A esta altura do filme, ninguém vai descobrir que viver de aluguer em Barcelona é, no mínimo, um desporto de risco para a carteira. No entanto, com a chegada da primavera e o início da campanha do Imposto de Renda 2025 (que apresentamos agora, neste 2026), surge um pequeno alívio na forma de dedução fiscal. O Governo ajustou as suas regras para que a quantia que o Fisco nos devolve seja um pouco mais generosa, elevando o máximo dedutível para 500 euros por ano.
Essa medida, que já se vislumbrava após as aprovações legislativas do ano passado, busca mitigar o impacto habitacional nos perfis mais vulneráveis ou naqueles que, simplesmente, estão a tentar entrar no mercado imobiliário catalão. Mas, como costuma acontecer com a Agência Tributária, são as letras miúdas que decidem se esses 500 euros vão parar na sua conta ou ficam no limbo dos formulários.
Quem pode solicitar o “desconto” no aluguer
Conforme explicado no portal da Generalitat, “os contribuintes podem deduzir 10%, até um máximo de 500 euros por ano(1.000 euros no caso de declaração conjunta), dos valores pagos no período fiscal”. Ou seja, se você mora de aluguel, pode deduzir essa despesa na sua declaração.
No entanto, não é um benefício para todos os que vivem de aluguel, mas cobre um espectro bastante amplo da sociedade. O segredo está em cumprir alguns dos requisitos específicos estabelecidos pela Generalitat. Os mais comuns são a idade , ter 35 anos ou menos na data de vencimento do imposto ou ter estado desempregado durante pelo menos 183 dias no último ano fiscal.

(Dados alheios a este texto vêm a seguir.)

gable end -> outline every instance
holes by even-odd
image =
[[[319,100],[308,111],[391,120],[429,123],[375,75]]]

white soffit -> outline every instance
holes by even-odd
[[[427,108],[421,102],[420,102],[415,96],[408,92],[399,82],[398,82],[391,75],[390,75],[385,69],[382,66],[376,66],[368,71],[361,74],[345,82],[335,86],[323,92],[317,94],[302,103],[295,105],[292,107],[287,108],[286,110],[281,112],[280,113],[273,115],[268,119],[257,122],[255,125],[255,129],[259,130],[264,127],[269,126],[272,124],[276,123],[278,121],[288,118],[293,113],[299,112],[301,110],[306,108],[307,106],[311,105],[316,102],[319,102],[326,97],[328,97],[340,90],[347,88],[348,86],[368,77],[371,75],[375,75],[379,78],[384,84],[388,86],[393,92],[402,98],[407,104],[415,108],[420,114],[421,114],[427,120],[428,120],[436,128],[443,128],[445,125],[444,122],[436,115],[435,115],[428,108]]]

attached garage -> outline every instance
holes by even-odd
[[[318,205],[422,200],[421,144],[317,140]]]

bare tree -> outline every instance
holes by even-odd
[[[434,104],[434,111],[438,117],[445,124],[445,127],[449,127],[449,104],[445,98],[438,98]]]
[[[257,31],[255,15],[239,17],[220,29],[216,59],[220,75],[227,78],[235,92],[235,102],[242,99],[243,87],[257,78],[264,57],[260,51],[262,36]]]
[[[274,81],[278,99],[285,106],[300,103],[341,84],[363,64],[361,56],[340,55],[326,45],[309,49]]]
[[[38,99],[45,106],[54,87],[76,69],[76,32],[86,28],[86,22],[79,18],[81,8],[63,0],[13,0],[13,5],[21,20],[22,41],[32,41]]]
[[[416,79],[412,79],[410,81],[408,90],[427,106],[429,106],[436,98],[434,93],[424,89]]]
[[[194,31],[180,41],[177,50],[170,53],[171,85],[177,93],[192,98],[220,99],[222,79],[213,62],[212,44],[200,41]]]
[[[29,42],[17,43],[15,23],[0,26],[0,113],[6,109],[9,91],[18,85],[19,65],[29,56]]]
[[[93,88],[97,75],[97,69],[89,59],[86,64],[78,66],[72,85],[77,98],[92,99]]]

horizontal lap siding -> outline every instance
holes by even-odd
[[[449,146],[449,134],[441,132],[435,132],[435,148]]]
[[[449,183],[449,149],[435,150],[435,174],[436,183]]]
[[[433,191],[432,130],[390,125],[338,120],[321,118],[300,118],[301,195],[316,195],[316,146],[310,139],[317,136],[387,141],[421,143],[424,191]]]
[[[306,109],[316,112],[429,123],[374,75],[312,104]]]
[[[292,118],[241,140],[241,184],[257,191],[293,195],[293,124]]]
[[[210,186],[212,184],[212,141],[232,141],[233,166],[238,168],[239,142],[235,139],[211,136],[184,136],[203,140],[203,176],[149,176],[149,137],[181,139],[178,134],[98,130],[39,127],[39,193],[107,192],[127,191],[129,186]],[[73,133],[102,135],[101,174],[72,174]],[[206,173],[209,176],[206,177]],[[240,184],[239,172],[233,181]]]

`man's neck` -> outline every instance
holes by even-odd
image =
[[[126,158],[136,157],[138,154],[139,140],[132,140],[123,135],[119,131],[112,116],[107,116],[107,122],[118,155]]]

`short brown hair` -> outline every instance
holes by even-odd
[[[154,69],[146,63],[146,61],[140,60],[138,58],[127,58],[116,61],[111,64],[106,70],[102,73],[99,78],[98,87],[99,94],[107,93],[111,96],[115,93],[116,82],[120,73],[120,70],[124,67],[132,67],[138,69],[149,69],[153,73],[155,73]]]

Outros grupos também entram na equação, como pessoas com um grau de deficiência igual ou superior a 65% ou cidadãos viúvos com mais de 65 anos. É uma forma de reconhecer que o acesso à habitação não afeta todos da mesma forma, colocando o foco nos momentos da vida em que a conta do aluguel pesa mais do que o normal.
Os limites de rendimentos e a letra pequena
Para que a declaração não nos assuste, é preciso olhar para o termómetro dos rendimentos. O direito a esta dedução de 10% (com esse limite de 500 euros) está sujeito a que a base tributável total, depois de deduzido o mínimo pessoal e familiar, não exceda 30.000 euros por ano. No caso de optar pela declaração conjunta com o seu cônjuge, o limite sobe para 45 000 euros e a dedução máxima duplica para 1000 euros.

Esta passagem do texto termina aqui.